The minor cut back on route 254 from Holloway to Finsbury Park is less of an issue as route 29 (and route 259) will do the heavy lifting, so to speak. South of Holloway to Kings Cross routes 17 and 91 (not shown on the map) will no doubt manage without the 259 but there’s going to be very busy buses on this corridor, that’s for sure.

While we’re in this neck of the words, in Finsbury Park, TfL are proposing to extend route 236 (brown) on to Archway….

….. to replace the to-be-withdrawn route 4 (light turquoise).

Although it’s a single deck operation my observations show this won’t cause a problem for capacity at this end of the route and probably makes sense.

At the southern end of route 4, the section of route to Blackfriars Station will be replaced by a diversion of route 56 (dark blue) to terminate there instead of Bart’s Hospiral.

Sending route 4 to Blackfriars was another recent change (June 2019) and didn’t make sense at that time as so few passengers can be found on the section of route beyond St Paul’s and Mansion House.

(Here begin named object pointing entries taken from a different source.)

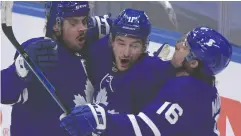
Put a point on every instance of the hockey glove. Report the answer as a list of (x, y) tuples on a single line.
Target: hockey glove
[(85, 120)]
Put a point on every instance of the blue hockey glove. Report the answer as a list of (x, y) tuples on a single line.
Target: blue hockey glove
[(43, 51), (85, 120)]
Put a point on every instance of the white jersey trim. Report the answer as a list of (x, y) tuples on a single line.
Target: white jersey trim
[(149, 122), (135, 125)]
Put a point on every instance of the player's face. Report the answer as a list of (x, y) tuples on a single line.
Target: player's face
[(74, 32), (127, 50), (182, 49)]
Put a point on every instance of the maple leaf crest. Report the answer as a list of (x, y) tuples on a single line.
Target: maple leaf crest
[(101, 97)]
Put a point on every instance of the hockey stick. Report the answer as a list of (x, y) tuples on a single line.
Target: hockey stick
[(8, 31)]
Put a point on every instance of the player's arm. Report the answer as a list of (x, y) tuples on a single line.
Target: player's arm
[(11, 85), (16, 78)]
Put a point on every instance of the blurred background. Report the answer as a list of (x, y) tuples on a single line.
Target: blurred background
[(181, 17)]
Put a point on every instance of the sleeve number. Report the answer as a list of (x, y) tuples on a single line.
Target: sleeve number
[(173, 112)]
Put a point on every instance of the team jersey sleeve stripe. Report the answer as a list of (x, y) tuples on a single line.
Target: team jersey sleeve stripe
[(149, 122), (135, 125)]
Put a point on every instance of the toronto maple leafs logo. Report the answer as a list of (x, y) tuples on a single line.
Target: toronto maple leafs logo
[(102, 98), (89, 90), (106, 82)]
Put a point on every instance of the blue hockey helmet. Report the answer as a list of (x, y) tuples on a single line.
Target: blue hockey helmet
[(132, 22), (57, 10), (211, 48)]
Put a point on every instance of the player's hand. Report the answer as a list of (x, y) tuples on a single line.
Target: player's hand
[(181, 51), (85, 120), (43, 51)]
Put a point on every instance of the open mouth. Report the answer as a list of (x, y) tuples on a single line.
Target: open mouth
[(81, 39), (125, 62)]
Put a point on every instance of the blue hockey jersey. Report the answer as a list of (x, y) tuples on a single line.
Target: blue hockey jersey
[(36, 113), (149, 100), (184, 106)]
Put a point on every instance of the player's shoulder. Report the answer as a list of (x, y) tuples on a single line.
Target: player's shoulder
[(99, 45), (27, 42), (180, 88)]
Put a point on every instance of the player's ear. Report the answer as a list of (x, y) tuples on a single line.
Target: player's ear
[(193, 64)]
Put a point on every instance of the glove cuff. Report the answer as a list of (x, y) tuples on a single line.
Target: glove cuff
[(99, 115), (21, 67)]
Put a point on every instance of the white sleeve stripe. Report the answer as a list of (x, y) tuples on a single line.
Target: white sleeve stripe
[(99, 24), (149, 122), (135, 125), (161, 109)]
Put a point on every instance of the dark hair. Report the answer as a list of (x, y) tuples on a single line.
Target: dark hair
[(199, 74)]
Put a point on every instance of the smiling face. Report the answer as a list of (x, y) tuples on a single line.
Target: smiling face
[(74, 32), (127, 50)]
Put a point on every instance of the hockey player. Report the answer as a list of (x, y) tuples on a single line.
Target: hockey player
[(120, 67), (62, 61), (187, 104)]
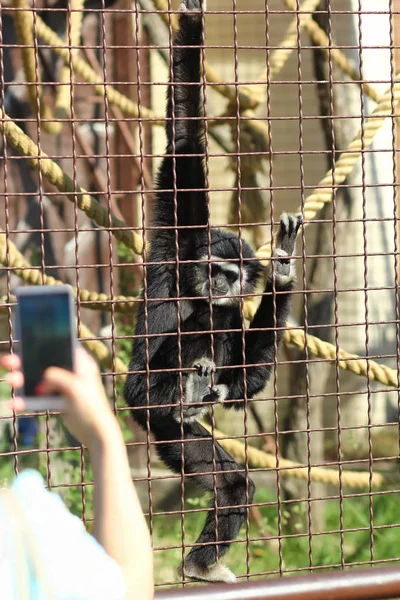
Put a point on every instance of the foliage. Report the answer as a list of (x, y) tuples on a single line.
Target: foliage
[(264, 553)]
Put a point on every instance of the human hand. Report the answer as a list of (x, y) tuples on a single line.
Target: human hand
[(87, 413)]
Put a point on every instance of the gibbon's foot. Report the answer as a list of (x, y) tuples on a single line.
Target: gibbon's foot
[(285, 245), (201, 384), (217, 573), (192, 5)]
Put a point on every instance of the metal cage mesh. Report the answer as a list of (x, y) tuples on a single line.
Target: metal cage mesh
[(300, 114)]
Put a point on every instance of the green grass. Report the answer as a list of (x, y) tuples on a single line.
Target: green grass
[(263, 555)]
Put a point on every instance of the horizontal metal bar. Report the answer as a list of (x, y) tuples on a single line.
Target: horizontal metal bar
[(358, 584)]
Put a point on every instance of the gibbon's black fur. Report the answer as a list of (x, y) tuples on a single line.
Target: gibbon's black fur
[(203, 381)]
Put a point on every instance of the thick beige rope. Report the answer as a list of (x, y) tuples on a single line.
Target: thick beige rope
[(280, 55), (63, 98), (23, 269), (323, 193), (24, 27), (319, 37), (287, 468), (49, 169), (346, 361)]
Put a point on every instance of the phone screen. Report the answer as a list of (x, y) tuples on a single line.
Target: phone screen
[(45, 331)]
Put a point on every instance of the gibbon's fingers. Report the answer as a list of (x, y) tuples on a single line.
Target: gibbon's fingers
[(10, 362)]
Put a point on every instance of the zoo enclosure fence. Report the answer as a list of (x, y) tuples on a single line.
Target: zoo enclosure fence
[(98, 115)]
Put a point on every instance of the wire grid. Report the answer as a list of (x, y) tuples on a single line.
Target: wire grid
[(258, 163)]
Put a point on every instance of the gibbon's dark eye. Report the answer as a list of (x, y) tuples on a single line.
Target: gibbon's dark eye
[(215, 270), (231, 276)]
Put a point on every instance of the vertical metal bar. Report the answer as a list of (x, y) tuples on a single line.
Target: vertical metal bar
[(144, 240), (304, 282), (366, 310), (335, 285)]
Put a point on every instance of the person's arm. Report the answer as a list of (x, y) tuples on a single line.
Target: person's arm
[(119, 523)]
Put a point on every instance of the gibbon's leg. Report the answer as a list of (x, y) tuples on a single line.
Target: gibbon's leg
[(199, 392), (201, 562)]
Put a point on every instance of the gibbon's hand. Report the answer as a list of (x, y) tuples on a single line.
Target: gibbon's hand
[(87, 413), (285, 245)]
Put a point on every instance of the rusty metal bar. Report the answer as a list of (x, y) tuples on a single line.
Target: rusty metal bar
[(360, 584)]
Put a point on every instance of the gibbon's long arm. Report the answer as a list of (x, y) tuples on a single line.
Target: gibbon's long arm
[(184, 131), (266, 330)]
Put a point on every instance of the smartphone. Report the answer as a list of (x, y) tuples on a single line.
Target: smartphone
[(45, 330)]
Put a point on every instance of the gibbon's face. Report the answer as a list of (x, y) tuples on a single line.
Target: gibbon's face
[(221, 274), (225, 280)]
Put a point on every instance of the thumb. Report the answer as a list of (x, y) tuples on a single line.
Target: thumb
[(60, 381)]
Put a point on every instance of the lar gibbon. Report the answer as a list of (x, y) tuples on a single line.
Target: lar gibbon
[(214, 269)]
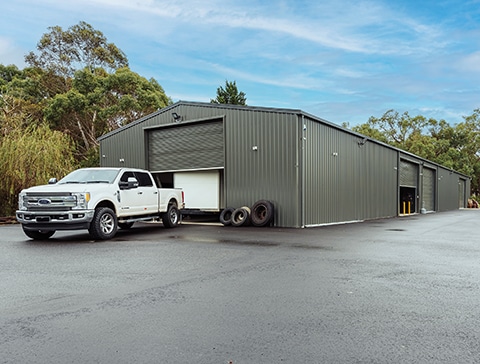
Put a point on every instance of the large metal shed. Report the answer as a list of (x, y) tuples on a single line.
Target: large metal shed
[(314, 172)]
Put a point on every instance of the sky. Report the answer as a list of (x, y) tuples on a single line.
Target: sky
[(343, 61)]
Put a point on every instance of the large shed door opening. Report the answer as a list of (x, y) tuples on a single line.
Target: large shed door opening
[(428, 189), (461, 192), (192, 146), (408, 187)]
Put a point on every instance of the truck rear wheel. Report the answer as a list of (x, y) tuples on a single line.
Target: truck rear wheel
[(38, 234), (104, 224), (171, 218)]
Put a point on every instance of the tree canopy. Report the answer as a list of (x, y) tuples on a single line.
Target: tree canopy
[(230, 95), (456, 147), (78, 86)]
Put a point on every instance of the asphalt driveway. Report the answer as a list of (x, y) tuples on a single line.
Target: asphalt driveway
[(403, 290)]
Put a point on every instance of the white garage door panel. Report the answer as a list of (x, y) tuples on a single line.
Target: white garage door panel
[(201, 189)]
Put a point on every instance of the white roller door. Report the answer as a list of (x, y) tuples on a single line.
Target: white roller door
[(201, 188)]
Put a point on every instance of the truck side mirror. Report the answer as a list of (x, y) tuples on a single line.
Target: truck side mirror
[(131, 183)]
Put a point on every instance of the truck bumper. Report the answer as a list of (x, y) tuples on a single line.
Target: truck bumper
[(55, 220)]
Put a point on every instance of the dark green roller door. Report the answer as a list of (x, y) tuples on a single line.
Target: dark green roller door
[(185, 147), (428, 189), (408, 174)]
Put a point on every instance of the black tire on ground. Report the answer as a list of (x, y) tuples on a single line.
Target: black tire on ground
[(171, 218), (125, 225), (262, 213), (104, 225), (241, 216), (226, 216), (38, 234)]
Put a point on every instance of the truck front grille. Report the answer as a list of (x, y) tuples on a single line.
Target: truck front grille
[(51, 201)]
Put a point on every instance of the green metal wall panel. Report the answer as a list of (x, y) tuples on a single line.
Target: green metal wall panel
[(315, 175), (346, 177), (261, 162)]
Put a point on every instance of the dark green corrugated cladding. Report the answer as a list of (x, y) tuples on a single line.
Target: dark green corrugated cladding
[(314, 172)]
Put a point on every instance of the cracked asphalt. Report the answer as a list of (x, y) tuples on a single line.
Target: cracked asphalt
[(402, 290)]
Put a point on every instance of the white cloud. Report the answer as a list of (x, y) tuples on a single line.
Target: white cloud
[(10, 53)]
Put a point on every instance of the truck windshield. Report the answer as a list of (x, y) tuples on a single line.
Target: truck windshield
[(90, 176)]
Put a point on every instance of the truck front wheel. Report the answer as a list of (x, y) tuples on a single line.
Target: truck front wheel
[(38, 234), (171, 218), (104, 224)]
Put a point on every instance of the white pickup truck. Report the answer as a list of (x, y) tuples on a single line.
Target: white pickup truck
[(98, 199)]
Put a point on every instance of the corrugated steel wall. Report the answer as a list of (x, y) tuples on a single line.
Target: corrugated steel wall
[(451, 187), (261, 162), (346, 177), (319, 175)]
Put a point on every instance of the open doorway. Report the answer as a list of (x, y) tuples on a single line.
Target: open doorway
[(407, 200)]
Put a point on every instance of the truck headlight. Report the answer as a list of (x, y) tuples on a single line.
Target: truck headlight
[(82, 200), (21, 201)]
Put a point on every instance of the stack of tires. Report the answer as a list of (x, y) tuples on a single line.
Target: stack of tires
[(260, 214)]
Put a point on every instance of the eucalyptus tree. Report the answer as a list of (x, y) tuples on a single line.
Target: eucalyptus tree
[(230, 95)]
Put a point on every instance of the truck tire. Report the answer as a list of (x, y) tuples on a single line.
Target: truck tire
[(241, 216), (262, 213), (226, 216), (171, 218), (104, 224), (38, 234)]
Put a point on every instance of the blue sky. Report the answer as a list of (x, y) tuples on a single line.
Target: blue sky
[(343, 61)]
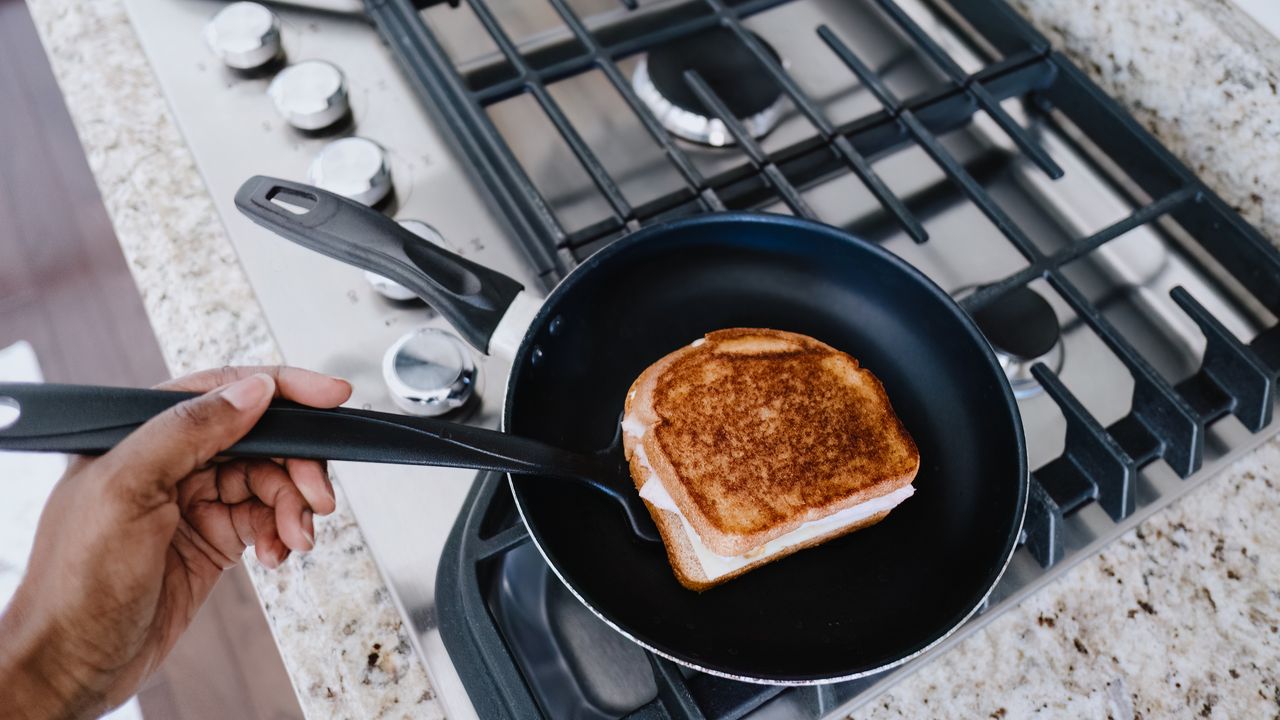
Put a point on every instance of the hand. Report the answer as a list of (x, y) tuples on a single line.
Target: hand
[(131, 543)]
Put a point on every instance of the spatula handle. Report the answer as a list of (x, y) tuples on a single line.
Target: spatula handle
[(90, 419)]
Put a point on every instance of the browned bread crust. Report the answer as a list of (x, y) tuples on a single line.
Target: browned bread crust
[(755, 432)]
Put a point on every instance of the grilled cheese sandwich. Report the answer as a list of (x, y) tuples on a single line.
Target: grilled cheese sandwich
[(766, 442)]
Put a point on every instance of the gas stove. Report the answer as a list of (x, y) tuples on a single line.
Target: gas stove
[(1133, 311)]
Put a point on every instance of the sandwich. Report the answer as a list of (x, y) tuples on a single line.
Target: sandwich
[(750, 445)]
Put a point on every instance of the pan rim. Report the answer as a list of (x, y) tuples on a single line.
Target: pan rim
[(845, 237)]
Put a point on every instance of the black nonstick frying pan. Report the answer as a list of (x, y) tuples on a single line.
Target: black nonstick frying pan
[(849, 607)]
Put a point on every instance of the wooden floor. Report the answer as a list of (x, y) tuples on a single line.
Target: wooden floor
[(65, 288)]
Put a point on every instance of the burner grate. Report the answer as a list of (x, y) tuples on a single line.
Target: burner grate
[(1168, 420)]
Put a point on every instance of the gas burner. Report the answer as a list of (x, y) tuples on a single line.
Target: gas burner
[(730, 69), (1023, 329)]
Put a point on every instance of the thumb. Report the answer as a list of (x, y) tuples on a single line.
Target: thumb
[(170, 446)]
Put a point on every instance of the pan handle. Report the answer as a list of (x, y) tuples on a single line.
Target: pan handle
[(91, 419), (472, 297)]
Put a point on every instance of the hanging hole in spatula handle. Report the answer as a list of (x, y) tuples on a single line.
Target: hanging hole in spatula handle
[(92, 419), (472, 297)]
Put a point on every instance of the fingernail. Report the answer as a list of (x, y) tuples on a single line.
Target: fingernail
[(248, 392), (307, 528)]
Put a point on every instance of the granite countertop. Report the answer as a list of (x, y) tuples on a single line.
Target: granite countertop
[(1182, 616)]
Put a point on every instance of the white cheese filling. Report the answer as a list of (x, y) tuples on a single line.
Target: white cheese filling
[(720, 565)]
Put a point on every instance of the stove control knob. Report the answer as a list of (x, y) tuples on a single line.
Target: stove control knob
[(310, 95), (429, 372), (245, 36), (355, 168), (392, 290)]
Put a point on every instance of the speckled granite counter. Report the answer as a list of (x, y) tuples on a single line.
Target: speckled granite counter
[(1179, 618), (341, 636)]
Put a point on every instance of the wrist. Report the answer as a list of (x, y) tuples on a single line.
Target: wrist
[(37, 674)]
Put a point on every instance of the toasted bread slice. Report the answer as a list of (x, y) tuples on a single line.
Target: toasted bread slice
[(758, 436)]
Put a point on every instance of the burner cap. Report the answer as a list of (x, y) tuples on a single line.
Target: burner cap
[(730, 69), (1022, 324), (1023, 331)]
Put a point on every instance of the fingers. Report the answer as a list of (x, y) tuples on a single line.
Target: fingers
[(265, 482), (184, 437), (255, 525), (292, 383), (312, 481)]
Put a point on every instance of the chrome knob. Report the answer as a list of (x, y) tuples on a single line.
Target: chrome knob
[(310, 95), (429, 372), (392, 290), (245, 36), (355, 168)]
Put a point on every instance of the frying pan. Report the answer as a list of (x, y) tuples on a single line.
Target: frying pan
[(849, 607)]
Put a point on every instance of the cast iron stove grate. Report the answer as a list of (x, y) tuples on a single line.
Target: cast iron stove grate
[(1098, 464)]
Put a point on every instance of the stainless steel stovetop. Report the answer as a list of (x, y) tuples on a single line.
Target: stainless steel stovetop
[(327, 317)]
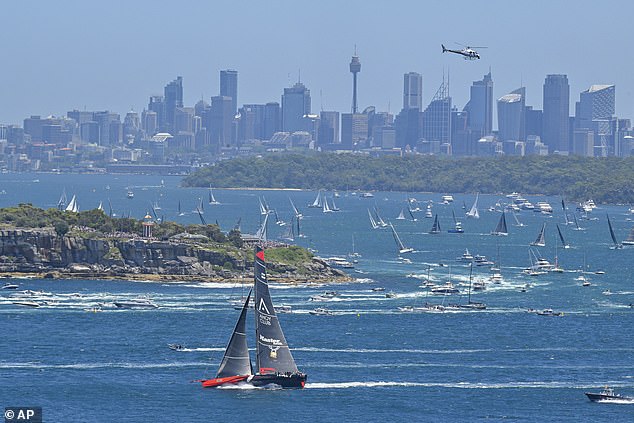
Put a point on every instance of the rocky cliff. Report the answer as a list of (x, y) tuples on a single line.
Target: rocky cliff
[(43, 251)]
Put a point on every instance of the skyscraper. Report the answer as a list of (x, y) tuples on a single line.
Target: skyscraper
[(295, 104), (272, 119), (229, 87), (412, 91), (220, 122), (597, 102), (437, 117), (511, 124), (355, 68), (556, 113), (480, 107), (328, 128), (173, 99)]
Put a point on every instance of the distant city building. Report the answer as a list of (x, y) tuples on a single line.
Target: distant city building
[(511, 116), (229, 87), (354, 130), (355, 68), (412, 91), (556, 112), (328, 128), (157, 105), (437, 117), (272, 119), (295, 104), (251, 123), (480, 106), (173, 100), (220, 122), (533, 121), (597, 102)]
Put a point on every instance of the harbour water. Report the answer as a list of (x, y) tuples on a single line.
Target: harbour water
[(369, 361)]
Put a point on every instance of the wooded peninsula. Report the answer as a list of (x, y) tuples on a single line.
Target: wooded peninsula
[(605, 180)]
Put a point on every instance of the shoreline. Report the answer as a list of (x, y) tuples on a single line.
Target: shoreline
[(156, 278)]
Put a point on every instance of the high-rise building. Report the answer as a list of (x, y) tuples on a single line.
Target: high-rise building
[(355, 68), (272, 119), (295, 104), (173, 100), (437, 117), (412, 91), (251, 123), (328, 128), (354, 130), (597, 102), (229, 87), (511, 124), (556, 113), (157, 105), (480, 107), (220, 122)]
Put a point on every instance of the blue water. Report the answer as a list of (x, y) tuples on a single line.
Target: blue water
[(369, 361)]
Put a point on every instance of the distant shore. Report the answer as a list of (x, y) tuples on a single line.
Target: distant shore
[(139, 277)]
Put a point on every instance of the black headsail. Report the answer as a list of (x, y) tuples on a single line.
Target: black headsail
[(236, 361), (272, 352)]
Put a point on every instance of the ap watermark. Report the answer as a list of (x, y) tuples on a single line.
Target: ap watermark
[(23, 415)]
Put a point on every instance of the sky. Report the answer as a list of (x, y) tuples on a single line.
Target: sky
[(112, 55)]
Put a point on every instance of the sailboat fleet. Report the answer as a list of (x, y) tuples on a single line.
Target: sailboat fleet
[(274, 363)]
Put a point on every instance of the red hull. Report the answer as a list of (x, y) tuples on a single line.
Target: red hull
[(214, 383)]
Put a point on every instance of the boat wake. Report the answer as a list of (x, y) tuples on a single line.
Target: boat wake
[(459, 385)]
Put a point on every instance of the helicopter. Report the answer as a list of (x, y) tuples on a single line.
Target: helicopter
[(469, 53)]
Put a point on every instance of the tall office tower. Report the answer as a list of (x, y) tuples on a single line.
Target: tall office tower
[(480, 107), (595, 113), (131, 126), (533, 121), (183, 120), (328, 128), (173, 99), (220, 123), (355, 68), (437, 117), (251, 123), (149, 122), (511, 115), (229, 87), (595, 103), (157, 105), (295, 104), (272, 119), (412, 91), (556, 113), (110, 128), (354, 130)]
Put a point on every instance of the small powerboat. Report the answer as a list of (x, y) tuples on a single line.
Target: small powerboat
[(607, 394)]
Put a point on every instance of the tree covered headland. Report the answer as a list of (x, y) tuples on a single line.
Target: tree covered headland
[(28, 216), (606, 180)]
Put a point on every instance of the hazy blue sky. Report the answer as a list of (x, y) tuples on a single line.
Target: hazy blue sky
[(63, 54)]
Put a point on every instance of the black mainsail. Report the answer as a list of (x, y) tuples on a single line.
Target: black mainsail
[(561, 237), (275, 364), (236, 360), (616, 243), (272, 352), (501, 228), (435, 229), (540, 241)]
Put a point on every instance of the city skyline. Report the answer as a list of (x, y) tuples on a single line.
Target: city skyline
[(49, 81)]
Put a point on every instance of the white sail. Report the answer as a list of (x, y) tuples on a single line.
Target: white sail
[(401, 247), (474, 209), (372, 221), (72, 206)]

I’d terminate route 56 at St Paul’s and forget Queen Victoria Street to Blackfriars, or leave it continuing the short distance to Bart’s.

You only have to watch a few buses on route 4 trundling past St Paul’s heading towards Blackfriars with just a couple of passengers on board to know this section of route is a waste of time. However TfL reckon 17% of route 4’s passengers (3,173 daily trips) will be impacted but my guess is most of those are at the Archway to Finsbury Park end of the route where a change from the newly extended 236 to a 19 will be needed.

North of St Paul’s route 56 will probably cope with the passengers left behind between there and the Angel following the withdrawal of route 4 and route 19 (not shown on the map) can cope between Angel and Finsbury Park, so a farewell to route 4 does make sense.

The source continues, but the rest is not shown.